When setting up users and devices in Workspace ONE UEM, Workspace ONE UEM uses organization groups (OG) to organize and group users and to establish permissions. When Workspace ONE UEM is integrated with VMware Identity Manager, the admin and enrollment user REST API keys can only be configured at the Workspace ONE UEM organization group of type Customer.

In Workspace ONE UEM environments configured for multi-tenancy, many organization groups are created for users and devices. Devices become registered or enrolled into an organization group. Organization groups can be set up in unique configurations in a multi-tenancy environment. For example, organization groups by separate geographies, departments, or use cases.

You can link domains configured in VMware Identity Manager to specific organization groups in Workspace ONE UEM to manage device registration through Workspace ONE. When users log in to Workspace ONE, a device registration event is triggered within VMware Identity Manager.

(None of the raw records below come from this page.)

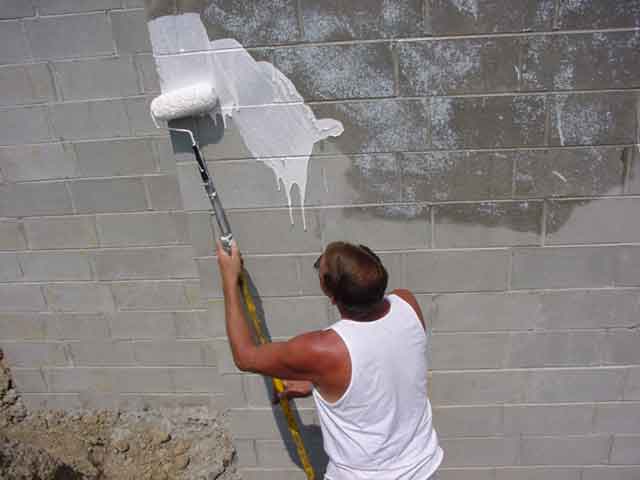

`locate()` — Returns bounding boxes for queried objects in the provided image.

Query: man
[217,240,443,479]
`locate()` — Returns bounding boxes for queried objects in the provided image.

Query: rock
[172,439,191,456]
[113,439,130,453]
[173,454,190,471]
[150,429,171,446]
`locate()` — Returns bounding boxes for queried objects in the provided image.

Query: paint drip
[148,13,344,229]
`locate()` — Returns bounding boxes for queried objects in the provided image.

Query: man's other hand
[216,239,242,288]
[273,379,314,404]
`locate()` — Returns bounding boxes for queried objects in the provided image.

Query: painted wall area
[1,0,640,479]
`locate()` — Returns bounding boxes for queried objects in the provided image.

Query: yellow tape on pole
[241,271,316,480]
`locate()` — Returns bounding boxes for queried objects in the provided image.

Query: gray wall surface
[1,0,640,479]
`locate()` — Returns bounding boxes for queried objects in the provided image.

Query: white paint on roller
[150,83,218,121]
[148,13,344,229]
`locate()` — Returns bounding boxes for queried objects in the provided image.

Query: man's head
[315,242,388,318]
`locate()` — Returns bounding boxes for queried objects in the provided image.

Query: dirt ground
[0,351,241,480]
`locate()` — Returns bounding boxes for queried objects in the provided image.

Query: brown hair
[320,242,388,317]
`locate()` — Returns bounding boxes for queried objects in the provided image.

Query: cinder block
[0,313,46,339]
[134,54,160,93]
[398,38,520,96]
[25,13,114,60]
[312,99,429,154]
[434,201,542,248]
[43,283,115,312]
[254,436,325,469]
[110,281,195,310]
[146,174,183,210]
[582,466,640,480]
[186,212,216,257]
[23,215,98,249]
[526,368,626,403]
[67,341,135,366]
[428,0,553,34]
[213,339,241,374]
[611,436,640,464]
[306,153,402,206]
[124,96,163,136]
[431,333,509,370]
[132,340,216,366]
[11,368,47,393]
[300,0,425,41]
[431,371,528,405]
[0,105,52,145]
[20,394,82,411]
[274,43,393,100]
[0,21,31,64]
[511,246,617,289]
[93,246,197,280]
[111,9,152,54]
[46,367,172,393]
[550,93,637,146]
[70,177,148,213]
[433,405,503,437]
[495,467,580,480]
[50,99,130,140]
[96,212,187,247]
[431,96,546,148]
[241,468,307,480]
[0,221,26,250]
[557,0,640,29]
[235,439,258,468]
[439,437,519,467]
[48,313,109,340]
[514,147,626,198]
[624,367,640,400]
[601,330,640,365]
[399,151,513,202]
[18,251,92,281]
[170,367,224,393]
[522,32,640,91]
[508,331,602,368]
[0,341,68,367]
[118,393,217,410]
[297,253,328,296]
[0,63,55,106]
[38,0,122,14]
[320,205,430,251]
[595,403,640,434]
[53,57,140,101]
[202,0,300,46]
[257,296,330,338]
[405,250,509,293]
[0,285,46,311]
[520,435,610,465]
[439,469,496,480]
[0,252,21,281]
[227,208,322,255]
[0,143,76,182]
[0,0,35,18]
[503,405,594,435]
[177,308,220,338]
[616,246,640,286]
[229,407,317,439]
[110,311,177,339]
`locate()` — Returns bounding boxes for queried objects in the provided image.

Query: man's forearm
[223,278,256,370]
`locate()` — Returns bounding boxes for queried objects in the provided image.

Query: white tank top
[312,294,443,479]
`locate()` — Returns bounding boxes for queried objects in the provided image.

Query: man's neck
[338,298,391,322]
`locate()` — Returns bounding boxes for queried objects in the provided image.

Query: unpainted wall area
[0,0,639,479]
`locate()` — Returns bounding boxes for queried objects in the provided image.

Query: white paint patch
[148,13,344,229]
[552,170,568,183]
[450,0,479,20]
[555,96,566,146]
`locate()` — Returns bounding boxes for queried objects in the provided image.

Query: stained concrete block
[0,220,26,250]
[503,404,594,436]
[433,405,502,437]
[428,0,553,34]
[405,249,509,293]
[176,163,214,211]
[434,201,542,248]
[21,393,83,411]
[23,216,98,249]
[430,371,528,405]
[582,467,640,480]
[601,330,640,365]
[0,341,68,367]
[320,205,430,250]
[11,369,48,393]
[254,296,330,338]
[511,246,617,289]
[440,469,496,480]
[0,252,21,281]
[241,469,307,480]
[38,0,123,14]
[48,314,109,340]
[134,54,161,93]
[520,435,610,466]
[123,96,164,136]
[432,95,546,148]
[431,332,509,370]
[312,99,429,154]
[0,21,31,64]
[229,407,317,439]
[595,403,640,434]
[625,367,640,400]
[93,246,197,280]
[18,251,93,281]
[0,181,73,217]
[526,368,626,403]
[111,9,152,54]
[0,285,46,312]
[186,212,216,257]
[70,177,148,213]
[110,311,178,339]
[111,281,195,310]
[43,283,115,312]
[146,174,183,210]
[514,147,626,198]
[53,57,140,101]
[254,436,324,469]
[96,212,187,246]
[0,63,55,106]
[235,439,258,467]
[522,32,640,91]
[46,367,172,393]
[615,246,640,287]
[0,143,76,182]
[399,151,513,202]
[557,0,640,29]
[508,331,602,368]
[439,437,519,466]
[0,313,46,339]
[550,93,637,146]
[67,341,136,366]
[133,340,216,366]
[496,468,583,480]
[51,99,130,140]
[170,367,224,393]
[274,43,394,100]
[398,38,520,96]
[0,105,52,145]
[179,306,219,338]
[25,13,114,60]
[0,0,35,18]
[201,0,300,46]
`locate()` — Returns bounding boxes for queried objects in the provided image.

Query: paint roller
[150,83,233,251]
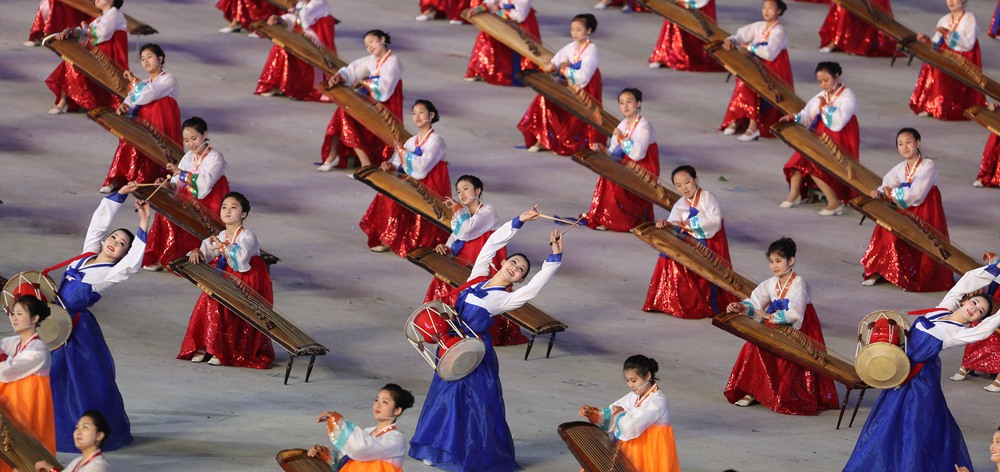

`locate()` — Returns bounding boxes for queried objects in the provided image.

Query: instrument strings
[0,401,60,471]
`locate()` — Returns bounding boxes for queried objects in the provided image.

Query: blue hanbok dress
[845,265,1000,472]
[409,217,561,472]
[50,193,144,452]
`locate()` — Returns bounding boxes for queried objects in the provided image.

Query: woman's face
[139,49,162,75]
[497,255,529,284]
[9,303,38,335]
[767,253,793,277]
[816,70,839,94]
[618,92,640,118]
[569,20,590,42]
[623,368,652,396]
[672,171,699,200]
[372,390,402,421]
[94,0,112,10]
[761,0,780,21]
[990,431,1000,464]
[101,229,131,261]
[220,197,247,225]
[946,0,965,13]
[364,34,387,56]
[956,296,990,324]
[896,132,920,160]
[182,127,208,153]
[411,104,433,129]
[455,180,481,206]
[73,416,104,451]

During the device registration, a request is sent to Workspace ONE UEM to pull any applications that the user and device combination is entitled to.

The device organization groups must be identified when Workspace ONE UEM is integrated with VMware Identity Manager so that identity manager can locate the user and successfully register the device into the appropriate organization group.

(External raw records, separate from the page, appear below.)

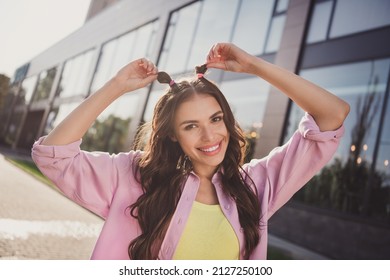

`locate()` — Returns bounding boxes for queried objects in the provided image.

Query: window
[90,20,159,94]
[44,102,80,135]
[306,0,333,44]
[220,77,270,161]
[187,0,240,68]
[159,2,202,74]
[56,49,95,98]
[231,0,274,55]
[284,58,390,224]
[330,0,390,38]
[17,75,38,106]
[82,93,141,153]
[160,0,288,74]
[306,0,390,44]
[32,67,58,102]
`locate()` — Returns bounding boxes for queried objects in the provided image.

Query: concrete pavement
[0,153,103,259]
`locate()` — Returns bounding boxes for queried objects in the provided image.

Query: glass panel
[90,40,117,93]
[109,32,136,80]
[57,49,95,98]
[306,0,333,44]
[374,88,390,221]
[276,0,289,13]
[284,58,390,224]
[142,87,164,123]
[44,102,80,135]
[220,77,270,161]
[131,23,155,60]
[160,2,202,74]
[231,0,274,55]
[330,0,390,38]
[17,75,38,106]
[32,67,57,102]
[89,21,159,94]
[187,0,240,69]
[264,14,286,53]
[4,111,23,145]
[82,93,141,153]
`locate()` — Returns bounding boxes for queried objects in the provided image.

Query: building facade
[1,0,389,259]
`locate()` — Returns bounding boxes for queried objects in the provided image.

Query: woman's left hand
[206,43,255,74]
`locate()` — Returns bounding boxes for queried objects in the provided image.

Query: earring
[176,154,191,174]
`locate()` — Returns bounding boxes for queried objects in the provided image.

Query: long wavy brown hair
[128,69,260,259]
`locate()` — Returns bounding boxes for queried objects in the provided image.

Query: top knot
[157,71,173,84]
[195,64,207,76]
[157,71,178,91]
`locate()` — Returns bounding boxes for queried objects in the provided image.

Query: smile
[197,141,222,155]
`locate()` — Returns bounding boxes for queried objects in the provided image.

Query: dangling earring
[176,154,191,174]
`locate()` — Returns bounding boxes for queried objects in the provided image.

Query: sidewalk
[0,152,103,259]
[0,149,328,260]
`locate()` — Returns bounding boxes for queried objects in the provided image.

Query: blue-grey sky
[0,0,91,77]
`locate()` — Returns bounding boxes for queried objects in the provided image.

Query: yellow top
[172,201,239,260]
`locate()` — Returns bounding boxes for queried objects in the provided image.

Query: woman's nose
[200,126,214,141]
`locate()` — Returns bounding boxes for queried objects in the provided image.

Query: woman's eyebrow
[179,110,223,126]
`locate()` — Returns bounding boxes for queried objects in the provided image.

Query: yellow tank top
[172,201,239,260]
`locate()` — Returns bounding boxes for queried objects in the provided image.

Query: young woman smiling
[32,43,349,260]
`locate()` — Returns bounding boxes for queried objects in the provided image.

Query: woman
[31,43,350,259]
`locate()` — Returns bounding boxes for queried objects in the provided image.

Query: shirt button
[225,204,231,210]
[240,228,244,233]
[178,218,182,224]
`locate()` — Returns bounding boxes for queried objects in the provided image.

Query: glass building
[1,0,389,259]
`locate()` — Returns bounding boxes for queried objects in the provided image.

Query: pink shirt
[31,113,344,259]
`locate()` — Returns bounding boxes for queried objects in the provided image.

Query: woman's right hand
[113,58,158,95]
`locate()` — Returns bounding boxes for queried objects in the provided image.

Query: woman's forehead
[175,94,222,120]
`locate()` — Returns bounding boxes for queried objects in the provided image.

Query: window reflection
[276,0,289,13]
[187,0,240,68]
[17,75,38,106]
[4,111,23,145]
[231,0,274,55]
[57,50,95,98]
[82,93,141,153]
[264,14,286,53]
[330,0,390,38]
[44,102,80,135]
[306,0,333,44]
[159,2,202,74]
[161,0,287,74]
[220,77,270,161]
[90,21,159,94]
[284,58,390,224]
[32,67,57,102]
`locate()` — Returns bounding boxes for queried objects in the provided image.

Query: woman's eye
[184,124,197,130]
[212,116,223,123]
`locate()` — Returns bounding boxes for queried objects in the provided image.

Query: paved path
[0,153,103,259]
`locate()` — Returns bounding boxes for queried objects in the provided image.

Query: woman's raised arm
[206,43,349,131]
[41,58,158,146]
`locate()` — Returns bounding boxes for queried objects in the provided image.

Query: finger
[206,61,226,70]
[212,43,223,58]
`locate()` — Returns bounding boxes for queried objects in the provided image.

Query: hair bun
[157,71,172,84]
[195,64,207,75]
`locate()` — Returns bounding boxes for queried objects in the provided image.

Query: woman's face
[172,93,229,178]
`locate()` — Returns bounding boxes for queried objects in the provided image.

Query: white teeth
[200,144,219,152]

When you configure the Workspace ONE UEM settings in the VMware Identity Manager service, you can enter device organization group IDs and the API keys to map multiple OG to a domain. When users sign in to Workspace ONE from their devices, the user records are verified and the device is registered to the appropriate organization group in Workspace ONE UEM.

To learn more about how to configure multiple organization groups, see Deployment Strategies for Setting Up Multiple Workspace ONE UEM Organization Groups.

Note: When Workspace ONE UEM is integrated with VMware Identity Manager and multiple Workspace ONE UEM organization groups are configured, the Active Directory Global Catalog option cannot be configured for use with the VMware Identity Manager service.